I hate to have another three-day gap in my blogging, but in times like this I can kind of forgive myself. It's been a long week, with an accreditation visit on Thursday in conjunction with 8 hours of substitute teaching for an injured instructor, followed by an accreditation report due on Friday that, in the end, only filled up 147 pages (I say "only" because by this point I'm kind of numb to it...the shipment yesterday brings the total pages for just this one agency in the past year to nearly 2600 pages of reporting). I didn't even get to the end of month reports that were technically due on Friday; luckily on those I can sneak in and do them tomorrow when nobody is around, and most likely won't get yelled at.
*sigh* the life of a Dean....
Anyway...the writing life of The Other Stephen King hasn't been all that exciting either. Revising a story is entirely different from writing one, and so I've been slogging through seemingly endless pages of prose tightening up the language, cutting down on my use of synonyms for "said," finding adjective phrases to do the job better than jarring adverbs, etc. It's productive as heck, and I think I'm pretty good at it, but the title of "editor" certainly isn't one I want anytime soon. Those of you who do editing professionally, my hat's off to you.
At least my reading has been interesting. I finally picked Water for Elephants back up from where I put it down several weeks ago. Part of the reason I put it down was that I had a lot of interesting books in the same stack to read, but the other part of the reason, the one I'm not sure I should admit, is really just jealousy. I keep thinking of it as "the five million dollar book." That's not precisely true, of course. Sara Gruen did receive a five million dollar advance, but not for WfE...it was for the next two books after that. And she received it in part because WfE did very, very, very, very well. And that was because, as I'm learning now, it's a very, very, very, very good book. Damn good, in fact.
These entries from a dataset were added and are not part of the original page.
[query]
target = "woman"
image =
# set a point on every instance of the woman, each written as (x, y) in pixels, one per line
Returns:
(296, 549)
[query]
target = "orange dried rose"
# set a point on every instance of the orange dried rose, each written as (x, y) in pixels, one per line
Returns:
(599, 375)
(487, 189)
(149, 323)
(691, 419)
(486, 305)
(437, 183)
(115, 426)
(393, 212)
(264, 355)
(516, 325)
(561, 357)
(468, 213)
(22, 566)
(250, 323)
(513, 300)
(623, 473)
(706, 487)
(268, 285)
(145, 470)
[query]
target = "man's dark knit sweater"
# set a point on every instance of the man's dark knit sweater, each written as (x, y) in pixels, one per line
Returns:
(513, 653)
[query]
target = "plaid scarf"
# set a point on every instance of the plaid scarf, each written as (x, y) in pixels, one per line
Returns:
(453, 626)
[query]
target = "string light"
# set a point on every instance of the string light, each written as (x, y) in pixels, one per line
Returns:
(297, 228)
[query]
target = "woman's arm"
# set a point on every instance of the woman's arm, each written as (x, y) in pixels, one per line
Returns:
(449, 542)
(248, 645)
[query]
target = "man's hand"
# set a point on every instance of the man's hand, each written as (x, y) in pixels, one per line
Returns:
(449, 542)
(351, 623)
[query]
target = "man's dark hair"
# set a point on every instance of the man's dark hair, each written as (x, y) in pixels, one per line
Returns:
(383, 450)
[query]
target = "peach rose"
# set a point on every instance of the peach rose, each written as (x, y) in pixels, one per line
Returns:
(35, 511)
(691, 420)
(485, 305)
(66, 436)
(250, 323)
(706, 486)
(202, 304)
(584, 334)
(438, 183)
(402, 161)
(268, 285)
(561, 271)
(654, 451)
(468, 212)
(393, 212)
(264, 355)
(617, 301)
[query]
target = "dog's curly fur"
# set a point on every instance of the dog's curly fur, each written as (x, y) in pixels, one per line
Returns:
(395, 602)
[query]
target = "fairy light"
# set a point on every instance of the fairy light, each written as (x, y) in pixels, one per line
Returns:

I'd read the prologue before I put it away in favor of the Darkover novel and The Hundred Thousand Kingdoms. I have to say that the beginning scene didn't do an awful lot for me, mostly because I'm not much of a circus guy. But I went to the next part a couple of days ago...and almost put it down again. I'm not much of an old man scene guy either. Yes, I know that some day I, too, will be forced to eat tasteless mush...if I'm lucky, that is. But Gruen's description of the decision between eating corn on the cob and having sex was delightful, and she really does seem to have a good sense for what drives both old and young men.
All that said, she knows how to characterize. I think that's probably the biggest, most important thing I can say about the book. After a little while--a very little while, in fact--I find myself laughing along with the main character, and feeling his pain in the appropriate places. This experience, if nothing else, shows me how crucial it is to get the readers to know the characters in the book...unless, that is, it's a book about a pretty vampire and a well-built werewolf, but that's a subject for a different blog. In any event, I look forward to continuing to see how the writing develops the character, and once I'm done, it'll be interesting to consider how the characterization process is different in first person versus third person writing.
All that said...I know, I said that twice, but it makes sense here...it's time to get back to slogging through the editing job. I think I'm going to skip around a little to make the job seem a little less tedious.